Apa yang awalnya hanya sekedar hiburan bagi kaum elit telah mengalami krisis identitas total. Dan yang saya maksud bukan jenis perubahan potongan rambut Anda.
Awalnya, catur adalah hiburan intelektual di kalangan kelas atas. Suasananya tenang. Itu eksklusif. Anda memainkannya di ruang tamu, bukan di platform streaming.
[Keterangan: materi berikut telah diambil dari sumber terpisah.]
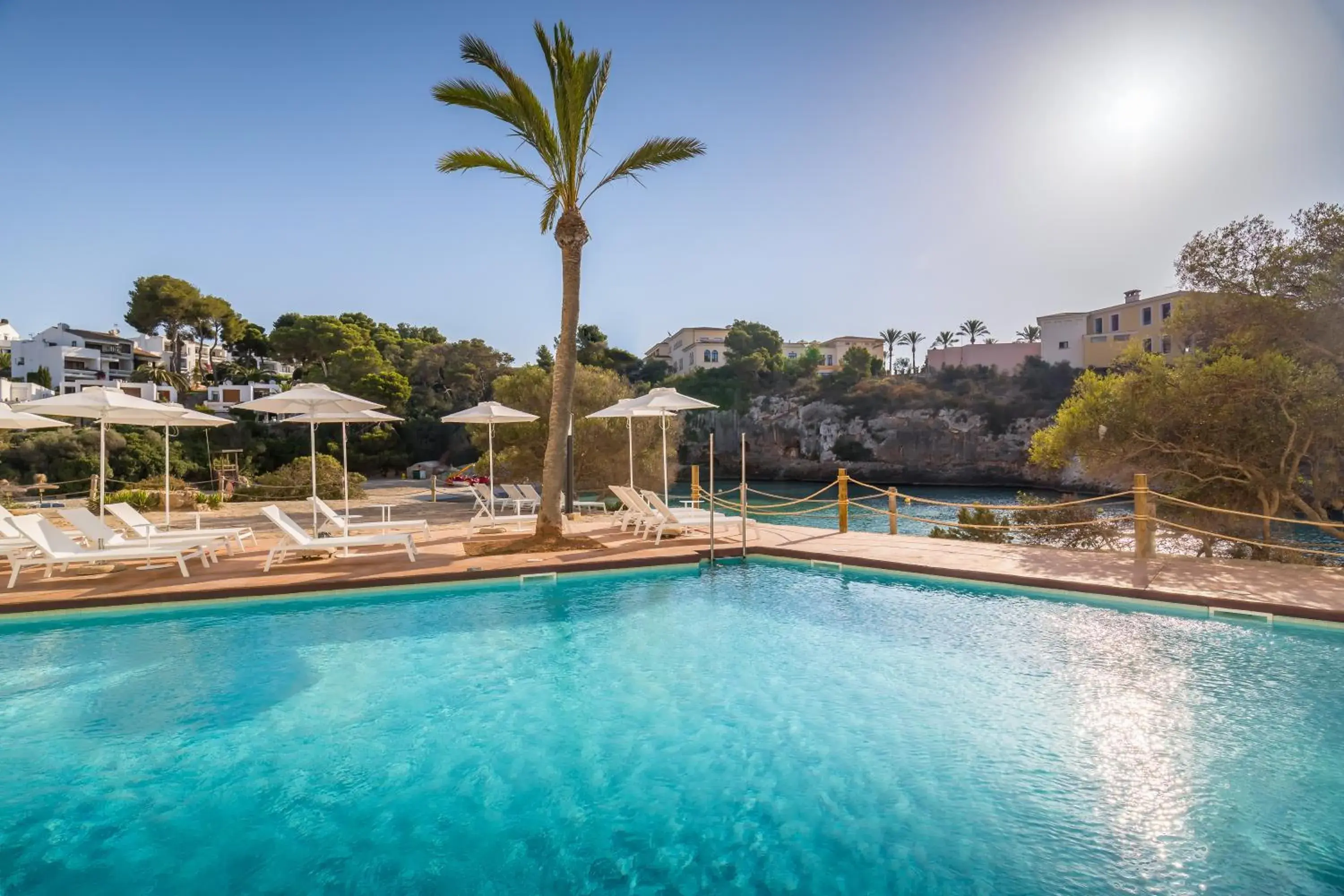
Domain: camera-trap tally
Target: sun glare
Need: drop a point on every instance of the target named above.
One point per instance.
(1135, 112)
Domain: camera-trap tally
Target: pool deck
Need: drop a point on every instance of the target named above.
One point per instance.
(1311, 593)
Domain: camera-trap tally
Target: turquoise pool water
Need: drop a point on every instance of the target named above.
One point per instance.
(762, 730)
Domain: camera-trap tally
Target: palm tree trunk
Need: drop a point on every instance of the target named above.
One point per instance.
(570, 234)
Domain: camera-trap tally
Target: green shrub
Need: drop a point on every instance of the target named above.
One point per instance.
(292, 481)
(975, 516)
(138, 499)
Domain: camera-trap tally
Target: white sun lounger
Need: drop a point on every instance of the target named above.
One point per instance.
(686, 519)
(140, 526)
(295, 539)
(54, 547)
(521, 497)
(346, 527)
(100, 534)
(10, 538)
(484, 493)
(636, 512)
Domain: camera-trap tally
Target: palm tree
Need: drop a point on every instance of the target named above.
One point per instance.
(162, 377)
(562, 146)
(974, 330)
(913, 340)
(890, 338)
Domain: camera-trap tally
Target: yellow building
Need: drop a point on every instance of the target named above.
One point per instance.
(1109, 332)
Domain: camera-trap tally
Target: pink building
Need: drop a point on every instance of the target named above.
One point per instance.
(1003, 357)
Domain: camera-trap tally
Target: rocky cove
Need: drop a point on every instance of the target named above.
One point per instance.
(792, 440)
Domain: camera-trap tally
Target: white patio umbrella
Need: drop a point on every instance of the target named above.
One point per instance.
(345, 418)
(171, 414)
(627, 409)
(107, 405)
(668, 400)
(13, 420)
(310, 398)
(490, 414)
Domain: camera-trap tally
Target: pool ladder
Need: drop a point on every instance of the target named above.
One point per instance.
(1241, 616)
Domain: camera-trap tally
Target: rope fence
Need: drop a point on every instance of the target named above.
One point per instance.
(1120, 520)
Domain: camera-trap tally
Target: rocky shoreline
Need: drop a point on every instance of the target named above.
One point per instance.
(792, 441)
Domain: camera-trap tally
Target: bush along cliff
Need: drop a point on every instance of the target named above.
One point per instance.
(948, 426)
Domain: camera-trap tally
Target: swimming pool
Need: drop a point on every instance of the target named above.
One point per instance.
(756, 730)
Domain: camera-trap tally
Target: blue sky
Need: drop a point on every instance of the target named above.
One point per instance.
(870, 164)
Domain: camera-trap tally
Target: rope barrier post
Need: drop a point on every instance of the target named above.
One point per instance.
(744, 497)
(1144, 542)
(711, 500)
(843, 482)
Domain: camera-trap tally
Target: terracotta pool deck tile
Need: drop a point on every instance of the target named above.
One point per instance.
(1237, 585)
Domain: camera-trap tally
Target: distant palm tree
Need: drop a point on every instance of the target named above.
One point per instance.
(890, 338)
(162, 377)
(974, 330)
(913, 340)
(562, 143)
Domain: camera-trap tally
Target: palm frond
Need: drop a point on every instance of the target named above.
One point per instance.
(470, 159)
(535, 121)
(551, 209)
(655, 154)
(594, 97)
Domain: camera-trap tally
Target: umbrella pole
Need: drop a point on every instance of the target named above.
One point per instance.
(312, 462)
(103, 465)
(167, 482)
(345, 466)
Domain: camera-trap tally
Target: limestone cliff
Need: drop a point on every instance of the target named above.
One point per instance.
(808, 440)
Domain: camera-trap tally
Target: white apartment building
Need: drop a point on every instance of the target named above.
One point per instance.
(695, 347)
(13, 392)
(9, 335)
(224, 397)
(832, 350)
(691, 347)
(1062, 338)
(195, 357)
(77, 358)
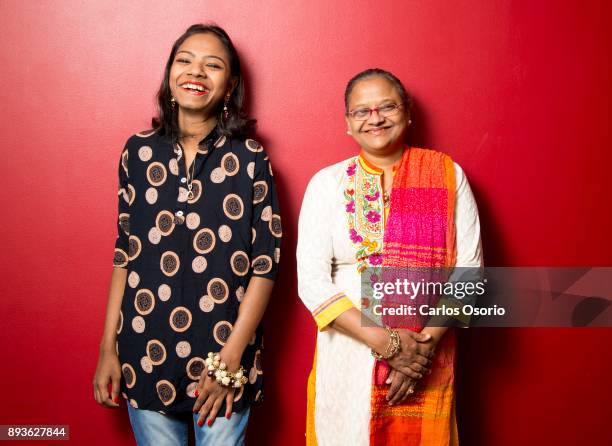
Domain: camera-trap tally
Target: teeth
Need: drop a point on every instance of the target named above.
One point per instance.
(193, 86)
Kemudian tibalah abad ke-20.
Permainan ini berkembang lebih jauh seiring menjadi sebuah profesi. Orang-orang bersaing memperebutkan gelar dunia. Mereka bersaing memperebutkan hadiah uang. Tiba-tiba, Anda tidak hanya perlu menjadi pintar. Anda harus menjadi penggiling. Pesaing. Dewan menjadi medan pertempuran untuk mendapatkan uang dan kejayaan, bukan sekadar percakapan.
Tapi ledakan sebenarnya? Itu baru-baru ini.
Saat ini Internet telah mempercepat pertumbuhan catur. Dan yang saya maksud adalah pertumbuhan besar-besaran. Konten catur tersedia secara luas melalui platform seperti YouTube dan Twitch. Anda dapat menyaksikan grandmaster live sambil makan malam. Anda dapat mempelajari keterbukaan dari seorang remaja di ruang bawah tanah Anda.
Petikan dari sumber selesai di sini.